Skepticism about the Covid vaccines is believed to have eroded confidence in other traditional jabs.
In 2021, roughly nine million measles cases cropped up across the globe, as well as 128,000 deaths.
A total of 22 countries suffered outbreaks.
The decline in vaccine coverage has meant that ‘measles is an imminent threat in every region of the world’, the WHO and CDC report said.
WHAT IS MEASLES, WHAT ARE THE SYMPTOMS AND HOW CAN YOU CATCH IT?
Measles is a highly contagious viral infection that spreads easily from an infected person by coughing, sneezing or even just breathing.
Symptoms develop between six and 19 days after infection, and include a runny nose, cough, sore eyes, a fever and a rash.

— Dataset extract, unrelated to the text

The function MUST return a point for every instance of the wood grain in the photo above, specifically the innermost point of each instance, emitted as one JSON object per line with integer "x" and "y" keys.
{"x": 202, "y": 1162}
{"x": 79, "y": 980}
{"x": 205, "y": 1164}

The rash appears as red and blotchy marks on the hairline that travel down over several days, turning brown and eventually fading.
Some children complain of disliking bright lights or develop white spots with red backgrounds on their tongue.
In one in 15 cases, measles can cause life-threatening complications including pneumonia, convulsions and encephalitis.
Dr Ava Easton, chief executive of the Encephalitis Society told MailOnline: ‘Measles can be very serious.
‘[It] can cause encephalitis which is inflammation of the brain.
‘Encephalitis can result in death or disability.’
Treatment focuses on staying hydrated, resting and taking painkillers, if necessary.
Measles can be prevented by receiving two vaccinations, the first at 13 months old and the second at three years and four months to five years old.